I don't have many ideas here. I understand the root cause is that we can't really copy the instruction (unless we're somehow able to create a new symbol for the copied AUIPC and map the reference of the copied LD to the new one). A specific pass that fixes these cases doesn't seem very appealing either.

Kind regards,

Would it make sense to still expand these constructs late (e.g. renaming RISCVExpandAtomicPseudoInsts.cpp into RISCVLateExpandPseudoInsts.cpp) still using PreInstrSymbol?

Instructions have an isNotDuplicable property which can be used to stop various code duplication passes.

That said, it's not clear you want to stop the code duplication early, so you might want to move the expansion later anyway.

lenary reopened this revision.Jul 14 2020, 3:13 AM

We're close to the branch date. I'm going to revert rG97106f9d80f6 and look at this again. Sound good?

This revision is now accepted and ready to land.Jul 14 2020, 3:13 AM

fatal error: error in backend: could not find corresponding %pcrel_hi

We're also seeing this in our RISC-V Linux kernel builds:

@rogfer01 @efriedma I would love this pass to happen early in the pipeline, so that auipc/l{d,w} can be rescheduled or shared. Maybe the easy solution is to mark the auipc as not duplicatable (as that's the thing you want to share, anyway), so the l{d,w} can be duplicated if necessary?

The other solution is to work out what's going on with duplicating symbols and setPreInstrSymbol and try something there, but the issue is if a MBB has been duplicated, I cannot RAUW the symbol, because some of the instructions should refer to the old symbol, and some to the new.

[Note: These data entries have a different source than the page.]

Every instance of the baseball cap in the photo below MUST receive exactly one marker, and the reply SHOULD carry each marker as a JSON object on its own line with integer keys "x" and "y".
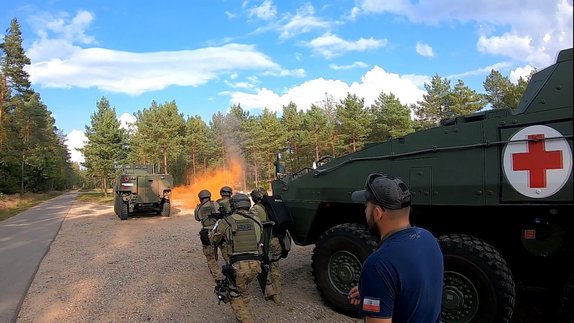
{"x": 388, "y": 191}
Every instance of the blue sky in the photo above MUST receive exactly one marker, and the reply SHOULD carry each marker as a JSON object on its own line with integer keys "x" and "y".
{"x": 208, "y": 55}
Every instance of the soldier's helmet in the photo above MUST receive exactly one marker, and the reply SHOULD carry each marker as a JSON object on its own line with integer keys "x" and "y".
{"x": 204, "y": 194}
{"x": 226, "y": 191}
{"x": 240, "y": 202}
{"x": 257, "y": 194}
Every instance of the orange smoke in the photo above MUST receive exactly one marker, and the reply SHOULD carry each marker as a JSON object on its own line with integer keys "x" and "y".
{"x": 211, "y": 181}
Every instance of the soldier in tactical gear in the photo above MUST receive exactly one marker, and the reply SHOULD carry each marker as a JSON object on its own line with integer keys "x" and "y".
{"x": 242, "y": 233}
{"x": 207, "y": 212}
{"x": 225, "y": 193}
{"x": 274, "y": 279}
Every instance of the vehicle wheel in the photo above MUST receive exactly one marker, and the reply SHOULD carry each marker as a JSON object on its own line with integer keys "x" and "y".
{"x": 478, "y": 285}
{"x": 123, "y": 207}
{"x": 337, "y": 262}
{"x": 567, "y": 301}
{"x": 166, "y": 209}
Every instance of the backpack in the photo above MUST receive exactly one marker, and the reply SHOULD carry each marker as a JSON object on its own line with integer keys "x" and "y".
{"x": 278, "y": 213}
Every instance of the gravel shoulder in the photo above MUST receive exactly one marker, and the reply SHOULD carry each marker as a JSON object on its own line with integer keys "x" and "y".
{"x": 151, "y": 269}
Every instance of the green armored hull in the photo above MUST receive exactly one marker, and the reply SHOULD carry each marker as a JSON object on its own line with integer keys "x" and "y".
{"x": 139, "y": 189}
{"x": 495, "y": 187}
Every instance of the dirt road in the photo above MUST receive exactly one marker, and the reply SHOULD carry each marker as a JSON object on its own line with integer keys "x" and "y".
{"x": 151, "y": 269}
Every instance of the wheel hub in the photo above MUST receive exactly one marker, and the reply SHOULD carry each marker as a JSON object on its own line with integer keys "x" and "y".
{"x": 344, "y": 271}
{"x": 460, "y": 300}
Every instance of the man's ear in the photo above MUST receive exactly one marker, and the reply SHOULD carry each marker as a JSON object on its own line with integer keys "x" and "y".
{"x": 379, "y": 212}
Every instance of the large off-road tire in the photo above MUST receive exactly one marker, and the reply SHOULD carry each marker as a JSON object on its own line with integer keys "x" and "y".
{"x": 566, "y": 312}
{"x": 166, "y": 209}
{"x": 478, "y": 285}
{"x": 337, "y": 262}
{"x": 123, "y": 210}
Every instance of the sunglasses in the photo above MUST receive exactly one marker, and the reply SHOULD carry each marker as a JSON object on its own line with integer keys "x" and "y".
{"x": 373, "y": 197}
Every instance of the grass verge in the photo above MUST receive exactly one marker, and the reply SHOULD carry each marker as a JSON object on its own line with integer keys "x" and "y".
{"x": 11, "y": 205}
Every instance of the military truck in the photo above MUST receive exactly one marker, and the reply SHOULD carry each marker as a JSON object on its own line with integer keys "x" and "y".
{"x": 139, "y": 188}
{"x": 495, "y": 187}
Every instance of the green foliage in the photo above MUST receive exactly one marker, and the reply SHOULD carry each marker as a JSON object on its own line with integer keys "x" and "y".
{"x": 106, "y": 146}
{"x": 33, "y": 155}
{"x": 353, "y": 122}
{"x": 501, "y": 93}
{"x": 160, "y": 134}
{"x": 391, "y": 118}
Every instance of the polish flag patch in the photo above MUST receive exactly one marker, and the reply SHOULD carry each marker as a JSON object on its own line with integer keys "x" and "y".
{"x": 371, "y": 304}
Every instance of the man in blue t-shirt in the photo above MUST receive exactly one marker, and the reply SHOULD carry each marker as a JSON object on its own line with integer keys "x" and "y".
{"x": 402, "y": 280}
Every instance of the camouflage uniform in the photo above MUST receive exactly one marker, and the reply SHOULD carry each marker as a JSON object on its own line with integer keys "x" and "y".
{"x": 242, "y": 231}
{"x": 203, "y": 213}
{"x": 275, "y": 278}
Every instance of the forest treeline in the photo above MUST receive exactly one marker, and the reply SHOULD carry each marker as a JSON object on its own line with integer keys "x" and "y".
{"x": 34, "y": 157}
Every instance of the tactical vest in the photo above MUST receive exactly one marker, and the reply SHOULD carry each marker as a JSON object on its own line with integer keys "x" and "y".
{"x": 259, "y": 210}
{"x": 224, "y": 202}
{"x": 204, "y": 214}
{"x": 243, "y": 234}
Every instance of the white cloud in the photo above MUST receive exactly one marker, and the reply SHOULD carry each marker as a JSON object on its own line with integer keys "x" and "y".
{"x": 58, "y": 63}
{"x": 266, "y": 11}
{"x": 74, "y": 30}
{"x": 424, "y": 50}
{"x": 329, "y": 45}
{"x": 406, "y": 87}
{"x": 348, "y": 67}
{"x": 302, "y": 22}
{"x": 76, "y": 139}
{"x": 530, "y": 31}
{"x": 135, "y": 73}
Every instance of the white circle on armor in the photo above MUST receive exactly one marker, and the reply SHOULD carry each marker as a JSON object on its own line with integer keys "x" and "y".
{"x": 537, "y": 161}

I think this is what Roger is alluding to with the "fixup pass", but I think this would have to be done at duplication-time, not after.

I doubt I have time to investigate why this is going wrong any time soon, and especially not before the branch tomorrow.

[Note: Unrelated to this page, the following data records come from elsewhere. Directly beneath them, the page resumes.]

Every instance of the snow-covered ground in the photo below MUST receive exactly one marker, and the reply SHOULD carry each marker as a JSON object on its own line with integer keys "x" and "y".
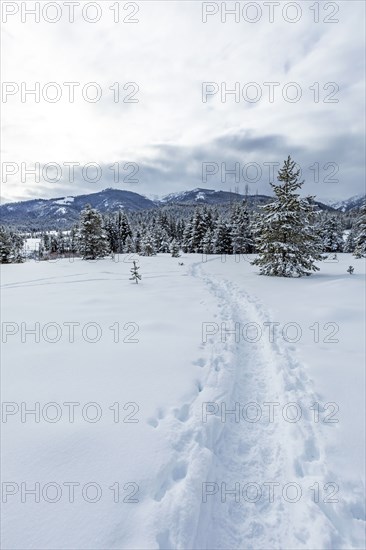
{"x": 133, "y": 445}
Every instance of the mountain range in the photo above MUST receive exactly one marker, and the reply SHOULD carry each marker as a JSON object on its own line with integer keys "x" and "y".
{"x": 64, "y": 211}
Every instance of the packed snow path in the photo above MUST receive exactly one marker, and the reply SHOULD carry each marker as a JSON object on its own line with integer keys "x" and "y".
{"x": 205, "y": 477}
{"x": 279, "y": 493}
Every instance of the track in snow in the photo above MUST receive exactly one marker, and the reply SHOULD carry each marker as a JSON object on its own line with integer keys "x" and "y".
{"x": 264, "y": 452}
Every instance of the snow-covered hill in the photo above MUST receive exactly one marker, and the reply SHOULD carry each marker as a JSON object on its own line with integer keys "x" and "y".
{"x": 349, "y": 204}
{"x": 63, "y": 212}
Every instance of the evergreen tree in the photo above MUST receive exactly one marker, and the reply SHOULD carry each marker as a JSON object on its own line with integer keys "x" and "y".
{"x": 174, "y": 249}
{"x": 332, "y": 235}
{"x": 286, "y": 239}
{"x": 187, "y": 235}
{"x": 129, "y": 245}
{"x": 198, "y": 231}
{"x": 91, "y": 238}
{"x": 11, "y": 245}
{"x": 124, "y": 229}
{"x": 360, "y": 233}
{"x": 208, "y": 242}
{"x": 135, "y": 276}
{"x": 147, "y": 245}
{"x": 222, "y": 243}
{"x": 241, "y": 233}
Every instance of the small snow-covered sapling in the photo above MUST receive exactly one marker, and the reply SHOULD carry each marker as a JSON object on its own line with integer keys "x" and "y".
{"x": 135, "y": 276}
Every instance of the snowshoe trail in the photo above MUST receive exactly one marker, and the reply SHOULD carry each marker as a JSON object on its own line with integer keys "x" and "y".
{"x": 267, "y": 481}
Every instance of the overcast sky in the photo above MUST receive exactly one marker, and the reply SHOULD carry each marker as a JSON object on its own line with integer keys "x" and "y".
{"x": 170, "y": 132}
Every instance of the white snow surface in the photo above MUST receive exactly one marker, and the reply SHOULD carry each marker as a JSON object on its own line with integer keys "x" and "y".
{"x": 161, "y": 449}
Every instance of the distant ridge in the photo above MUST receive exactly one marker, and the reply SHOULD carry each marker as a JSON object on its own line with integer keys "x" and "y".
{"x": 63, "y": 212}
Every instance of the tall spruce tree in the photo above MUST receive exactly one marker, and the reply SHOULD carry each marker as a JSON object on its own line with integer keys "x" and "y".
{"x": 332, "y": 235}
{"x": 286, "y": 239}
{"x": 11, "y": 246}
{"x": 91, "y": 238}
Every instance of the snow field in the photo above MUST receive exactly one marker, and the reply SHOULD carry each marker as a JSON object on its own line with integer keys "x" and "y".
{"x": 184, "y": 454}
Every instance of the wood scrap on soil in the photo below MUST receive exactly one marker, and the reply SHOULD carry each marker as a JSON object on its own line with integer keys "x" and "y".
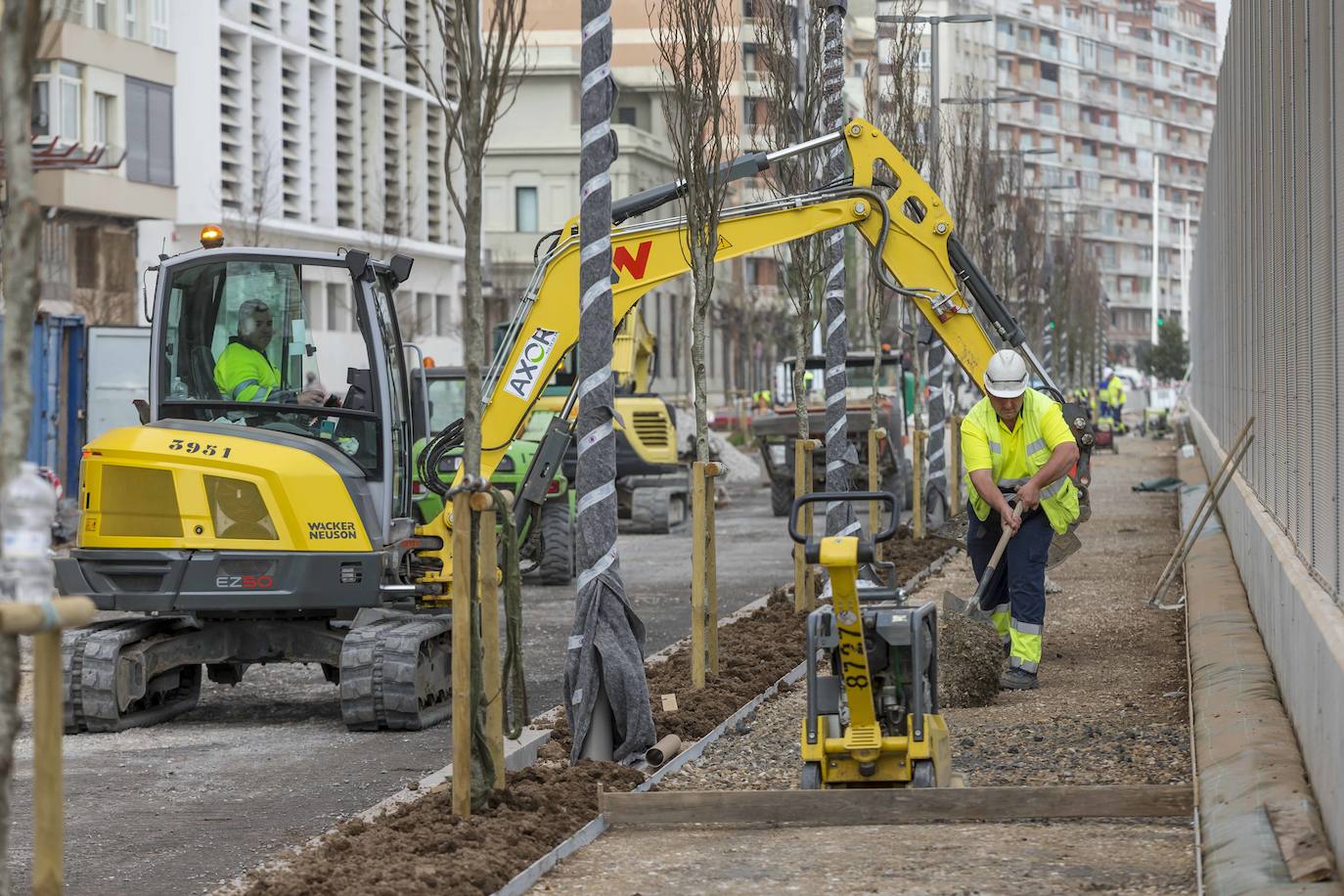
{"x": 423, "y": 848}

lenary planned changes to this revision.Jul 14 2020, 10:28 AM
lenary added a subscriber: mundaym.Jan 26 2021, 1:24 PM

@luismarques @asb @mundaym Please can one of you take over this patch if lowRISC intends to keep working on it? I do realise that we weren't sure what the scheduling/performance payoff would be from this work, and it was showing some pretty obscure bugs.

rkruppe removed a subscriber: rkruppe.Jan 27 2021, 7:59 AM